Da ora in poi a Roma il derby solo a porte chiuse?
Il prefetto di Roma Gabrielli in un’intervista a Repubblica: “Decideremo poi ma credo sia necessaria una riflessione”
“Il tema dei coltelli, delle ‘lame’, per dirla alla romana, ha attraversato la storia del tifo capitolino. Quando stavo alla digos, 11 anni fa, c'era anche un gruppo che si chiamava Bisl: ‘Basta infami, solo lame’ ”. A parlare è il prefetto di Roma ed ex capo della Protezione Civile, Franco Gabrielli che, in un’intervista a LaRepubblica (qui l'articolo completo), traccia il bilancio del day after, il giorno dopo il derby Lazio-Roma, il suo primo derby da prefetto della Capitale.
Due accoltellamenti, qualche tafferuglio e alcune cariche di alleggerimento per disperdere qualche facinoroso. Il contatto tra le tifoserie è stato evitato. Ma “ha ancora senso far svolgere manifestazioni sportive impiegando un numero impressionante di forze dell'ordine? O non sarebbe il caso di pensare, più drasticamente, che certe partite in queste condizioni non si debbano svolgere in maniera ordinaria?”: è questo il grande interrogativo. “Quando una partita di calcio si connota per scontri, feriti, cariche alle forze di polizia, sequestri di roncole, caschi e bastoni, stiamo ancora parlando della cronaca di un evento sportivo o di una guerriglia urbana?”, si legge nell'articolo.

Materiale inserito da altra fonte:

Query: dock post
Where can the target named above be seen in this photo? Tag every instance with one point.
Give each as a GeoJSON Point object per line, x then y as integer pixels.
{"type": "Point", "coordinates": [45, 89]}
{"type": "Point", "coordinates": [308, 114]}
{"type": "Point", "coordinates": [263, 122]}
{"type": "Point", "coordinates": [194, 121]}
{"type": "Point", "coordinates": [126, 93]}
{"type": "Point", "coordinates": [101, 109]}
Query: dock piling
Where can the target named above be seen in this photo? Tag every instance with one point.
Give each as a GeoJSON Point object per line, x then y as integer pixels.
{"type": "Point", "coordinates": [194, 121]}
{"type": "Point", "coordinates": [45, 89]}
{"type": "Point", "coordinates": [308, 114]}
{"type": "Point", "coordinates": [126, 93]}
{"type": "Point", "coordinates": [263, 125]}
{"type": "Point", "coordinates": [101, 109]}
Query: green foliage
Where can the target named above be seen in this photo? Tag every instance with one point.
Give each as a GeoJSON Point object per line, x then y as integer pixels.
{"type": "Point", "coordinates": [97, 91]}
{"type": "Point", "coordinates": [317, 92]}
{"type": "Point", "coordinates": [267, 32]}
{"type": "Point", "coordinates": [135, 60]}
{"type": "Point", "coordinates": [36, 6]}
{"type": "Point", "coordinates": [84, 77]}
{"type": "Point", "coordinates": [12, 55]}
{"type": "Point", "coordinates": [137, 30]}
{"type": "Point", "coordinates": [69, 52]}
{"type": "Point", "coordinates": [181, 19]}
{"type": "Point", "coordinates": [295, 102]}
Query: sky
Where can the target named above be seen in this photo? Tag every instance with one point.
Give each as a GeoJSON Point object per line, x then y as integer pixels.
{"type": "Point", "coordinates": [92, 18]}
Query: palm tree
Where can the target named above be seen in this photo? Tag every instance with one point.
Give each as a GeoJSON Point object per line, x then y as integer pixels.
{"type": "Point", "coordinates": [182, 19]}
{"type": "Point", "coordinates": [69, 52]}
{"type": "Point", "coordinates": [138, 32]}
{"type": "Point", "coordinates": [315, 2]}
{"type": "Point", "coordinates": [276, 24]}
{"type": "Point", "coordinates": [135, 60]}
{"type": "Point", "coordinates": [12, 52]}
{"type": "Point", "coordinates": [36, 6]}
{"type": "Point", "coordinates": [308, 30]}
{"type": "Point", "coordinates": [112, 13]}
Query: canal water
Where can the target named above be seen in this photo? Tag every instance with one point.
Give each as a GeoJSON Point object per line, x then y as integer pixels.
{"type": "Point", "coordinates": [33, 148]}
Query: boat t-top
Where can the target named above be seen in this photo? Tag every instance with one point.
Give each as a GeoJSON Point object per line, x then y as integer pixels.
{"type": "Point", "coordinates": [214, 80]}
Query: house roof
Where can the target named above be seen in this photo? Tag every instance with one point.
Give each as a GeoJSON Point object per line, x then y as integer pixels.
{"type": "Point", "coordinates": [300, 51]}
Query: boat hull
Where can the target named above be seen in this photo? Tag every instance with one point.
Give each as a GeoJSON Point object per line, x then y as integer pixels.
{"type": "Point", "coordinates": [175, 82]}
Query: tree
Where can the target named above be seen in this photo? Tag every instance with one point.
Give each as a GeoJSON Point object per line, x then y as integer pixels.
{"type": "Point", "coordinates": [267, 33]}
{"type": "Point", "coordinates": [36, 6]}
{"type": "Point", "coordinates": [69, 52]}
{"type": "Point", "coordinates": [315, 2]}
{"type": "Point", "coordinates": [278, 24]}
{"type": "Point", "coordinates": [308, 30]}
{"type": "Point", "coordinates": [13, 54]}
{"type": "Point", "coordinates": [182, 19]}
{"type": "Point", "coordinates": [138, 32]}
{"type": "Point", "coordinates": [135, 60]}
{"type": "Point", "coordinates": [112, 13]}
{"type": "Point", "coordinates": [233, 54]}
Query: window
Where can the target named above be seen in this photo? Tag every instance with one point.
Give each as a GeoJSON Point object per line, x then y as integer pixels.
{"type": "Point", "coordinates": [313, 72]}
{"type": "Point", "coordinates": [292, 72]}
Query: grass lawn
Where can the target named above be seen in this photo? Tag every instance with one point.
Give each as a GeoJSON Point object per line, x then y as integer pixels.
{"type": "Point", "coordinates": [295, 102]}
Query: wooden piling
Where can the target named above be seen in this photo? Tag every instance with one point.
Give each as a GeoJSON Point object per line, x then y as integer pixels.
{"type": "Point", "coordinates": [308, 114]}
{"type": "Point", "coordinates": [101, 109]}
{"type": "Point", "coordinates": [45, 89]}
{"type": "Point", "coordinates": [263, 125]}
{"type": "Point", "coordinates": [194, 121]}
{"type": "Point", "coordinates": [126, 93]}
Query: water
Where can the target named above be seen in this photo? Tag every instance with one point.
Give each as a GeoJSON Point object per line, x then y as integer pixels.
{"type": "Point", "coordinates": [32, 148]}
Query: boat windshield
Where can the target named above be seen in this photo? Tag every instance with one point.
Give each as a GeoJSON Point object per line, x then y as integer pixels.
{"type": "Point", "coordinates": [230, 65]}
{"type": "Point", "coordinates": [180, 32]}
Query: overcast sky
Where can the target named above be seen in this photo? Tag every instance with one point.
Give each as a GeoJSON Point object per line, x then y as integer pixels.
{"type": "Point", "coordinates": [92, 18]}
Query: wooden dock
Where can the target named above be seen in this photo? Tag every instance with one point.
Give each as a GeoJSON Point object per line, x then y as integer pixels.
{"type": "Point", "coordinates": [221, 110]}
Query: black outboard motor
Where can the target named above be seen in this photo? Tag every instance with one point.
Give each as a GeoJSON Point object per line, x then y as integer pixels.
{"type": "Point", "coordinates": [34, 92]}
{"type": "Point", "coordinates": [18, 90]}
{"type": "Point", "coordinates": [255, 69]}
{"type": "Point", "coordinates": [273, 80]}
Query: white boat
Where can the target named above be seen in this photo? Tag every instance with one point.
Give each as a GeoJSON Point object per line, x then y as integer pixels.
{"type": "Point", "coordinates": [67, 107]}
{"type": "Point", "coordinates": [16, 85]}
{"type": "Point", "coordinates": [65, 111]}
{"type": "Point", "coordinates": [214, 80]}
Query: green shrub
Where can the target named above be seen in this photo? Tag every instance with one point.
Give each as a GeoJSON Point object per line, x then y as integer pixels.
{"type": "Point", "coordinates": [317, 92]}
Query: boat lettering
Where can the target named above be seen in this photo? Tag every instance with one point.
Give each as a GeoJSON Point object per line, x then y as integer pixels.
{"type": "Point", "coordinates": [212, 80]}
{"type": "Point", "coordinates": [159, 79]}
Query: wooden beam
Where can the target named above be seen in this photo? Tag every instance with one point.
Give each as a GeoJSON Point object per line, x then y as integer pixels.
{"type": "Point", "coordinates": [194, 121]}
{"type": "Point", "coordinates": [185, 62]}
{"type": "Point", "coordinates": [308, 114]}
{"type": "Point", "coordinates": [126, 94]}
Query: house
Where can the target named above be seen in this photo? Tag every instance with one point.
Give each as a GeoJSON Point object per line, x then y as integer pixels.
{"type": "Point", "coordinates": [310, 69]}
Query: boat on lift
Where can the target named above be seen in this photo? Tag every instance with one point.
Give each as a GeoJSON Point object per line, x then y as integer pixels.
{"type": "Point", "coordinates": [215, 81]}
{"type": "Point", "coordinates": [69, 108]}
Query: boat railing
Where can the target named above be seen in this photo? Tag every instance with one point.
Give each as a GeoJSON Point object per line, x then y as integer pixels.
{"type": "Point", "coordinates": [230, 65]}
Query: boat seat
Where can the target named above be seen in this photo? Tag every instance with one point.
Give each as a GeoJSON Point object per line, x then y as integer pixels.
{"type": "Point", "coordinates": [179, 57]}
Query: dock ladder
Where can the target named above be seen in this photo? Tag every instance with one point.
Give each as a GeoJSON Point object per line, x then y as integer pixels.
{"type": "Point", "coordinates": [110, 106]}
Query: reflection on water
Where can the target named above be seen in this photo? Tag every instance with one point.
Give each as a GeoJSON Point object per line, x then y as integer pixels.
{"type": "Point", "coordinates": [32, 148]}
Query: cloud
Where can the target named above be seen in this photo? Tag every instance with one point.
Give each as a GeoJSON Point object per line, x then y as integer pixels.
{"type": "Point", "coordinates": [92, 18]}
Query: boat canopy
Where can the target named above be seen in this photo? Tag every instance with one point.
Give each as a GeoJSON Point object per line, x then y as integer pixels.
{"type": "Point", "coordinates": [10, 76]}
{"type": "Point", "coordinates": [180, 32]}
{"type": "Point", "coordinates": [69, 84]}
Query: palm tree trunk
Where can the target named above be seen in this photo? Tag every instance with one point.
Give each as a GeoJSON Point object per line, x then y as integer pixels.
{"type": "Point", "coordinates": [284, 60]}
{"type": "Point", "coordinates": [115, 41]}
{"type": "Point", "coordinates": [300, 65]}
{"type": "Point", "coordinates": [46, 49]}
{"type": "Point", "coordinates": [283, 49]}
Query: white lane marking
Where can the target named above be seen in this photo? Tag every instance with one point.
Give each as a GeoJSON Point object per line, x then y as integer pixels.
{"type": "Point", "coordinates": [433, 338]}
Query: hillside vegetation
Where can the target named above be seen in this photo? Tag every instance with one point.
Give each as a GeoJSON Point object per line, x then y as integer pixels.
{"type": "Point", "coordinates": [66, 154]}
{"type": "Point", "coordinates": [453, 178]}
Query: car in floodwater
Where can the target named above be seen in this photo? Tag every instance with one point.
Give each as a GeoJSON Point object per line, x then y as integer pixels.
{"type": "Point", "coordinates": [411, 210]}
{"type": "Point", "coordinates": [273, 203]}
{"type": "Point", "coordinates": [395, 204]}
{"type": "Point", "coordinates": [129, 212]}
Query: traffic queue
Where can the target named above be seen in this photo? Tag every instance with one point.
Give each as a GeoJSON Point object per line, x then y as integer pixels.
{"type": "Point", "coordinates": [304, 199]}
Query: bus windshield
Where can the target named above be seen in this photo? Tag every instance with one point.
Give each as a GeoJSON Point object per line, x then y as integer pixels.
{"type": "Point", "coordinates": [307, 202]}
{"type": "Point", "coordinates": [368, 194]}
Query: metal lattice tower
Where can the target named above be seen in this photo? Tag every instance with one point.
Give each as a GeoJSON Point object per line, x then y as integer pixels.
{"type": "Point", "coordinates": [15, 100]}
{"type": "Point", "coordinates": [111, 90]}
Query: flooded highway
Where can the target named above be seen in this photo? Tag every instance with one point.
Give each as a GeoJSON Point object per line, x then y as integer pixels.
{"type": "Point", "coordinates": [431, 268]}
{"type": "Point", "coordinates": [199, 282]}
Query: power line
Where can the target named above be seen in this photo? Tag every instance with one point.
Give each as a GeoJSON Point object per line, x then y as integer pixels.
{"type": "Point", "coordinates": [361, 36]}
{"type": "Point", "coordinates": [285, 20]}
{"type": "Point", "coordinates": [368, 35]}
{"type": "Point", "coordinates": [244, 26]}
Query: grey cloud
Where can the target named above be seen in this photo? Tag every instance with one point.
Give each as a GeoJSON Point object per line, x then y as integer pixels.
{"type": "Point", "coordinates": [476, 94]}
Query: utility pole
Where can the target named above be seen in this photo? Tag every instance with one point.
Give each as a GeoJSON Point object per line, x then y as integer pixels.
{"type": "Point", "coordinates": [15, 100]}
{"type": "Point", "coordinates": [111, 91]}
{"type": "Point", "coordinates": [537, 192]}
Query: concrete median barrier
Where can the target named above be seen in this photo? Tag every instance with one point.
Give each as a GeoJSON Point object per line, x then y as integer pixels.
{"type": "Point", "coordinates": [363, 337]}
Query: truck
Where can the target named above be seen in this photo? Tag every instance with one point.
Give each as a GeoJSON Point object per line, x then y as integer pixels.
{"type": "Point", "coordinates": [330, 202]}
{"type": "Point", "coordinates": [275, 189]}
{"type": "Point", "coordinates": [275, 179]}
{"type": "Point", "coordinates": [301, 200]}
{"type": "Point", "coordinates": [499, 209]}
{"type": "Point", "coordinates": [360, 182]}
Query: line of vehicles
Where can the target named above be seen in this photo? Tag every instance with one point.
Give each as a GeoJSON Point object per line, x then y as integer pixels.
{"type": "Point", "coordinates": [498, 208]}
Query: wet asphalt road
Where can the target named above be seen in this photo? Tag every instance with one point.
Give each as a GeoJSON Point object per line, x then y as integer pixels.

1700 uomini in campo, quello fuori dall’Olimpico, dove invece i 22 giocatori delle squadre capitoline erano impegnate. Il campo è quello cittadino, dove una concentrazione elevatissima di uomini è stata dispiegata per monitorare la situazione prima-durante-dopo il derby. Un plauso, da Gabrielli, proprio a quegli uomini: “Il dispositivo messo in campo è stato idoneo a evitare che vi fossero compromissioni molto più significative”. Il dato, però, è che “la cosa più scandalosa, è proprio il numero di agenti impiegati”. Troppi, secondo il prefetto che, a Mauro Favale di Repubblica spiega che “quando si ritengono certe partite non più gestibili con un decente numero di personale non si fanno giocare in maniera pubblica”.
Derby a porte chiuse? Al momento è solo un’ipotesi. “Lo decideremo insieme ma credo sia comunque necessaria una riflessione a riguardo”, spiega Gabrielli, che non dimentica di guardare anche alla razionalizzazione dei risparmi: “Il contribuente italiano, che di calcio si interessa poco o comunque non per questo tipo di manifestazioni, credo che viva in maniera giustamente risentita tutto questo dispendio di denaro. E in un Paese in cui il corretto utilizzo delle risorse è un tema discriminante, questo ragionamento bisogna farlo per rispetto ai contribuenti e alle forze di polizia, carabinieri e guardia di finanza costrette spesso in questi contesti a ricevere mazzate”.
Da Gabrielli, infine, una riflessione sulle tifoserie capitoline. “Nell’ambito delle tifoserie non c'è stato un cambio di atteggiamento e il tempo trascorso, più che attenuare certi comportamenti, li ha accentuati. Nonostante gli arresti, i daspo, le strutture costruite attorno all’Olimpico, l’aumento di agenti che cresce di derby in derby, gli esiti di queste partite sono sempre simili. Forse, allora, il tema non è tanto la terapia, ma la malattia”, conclude.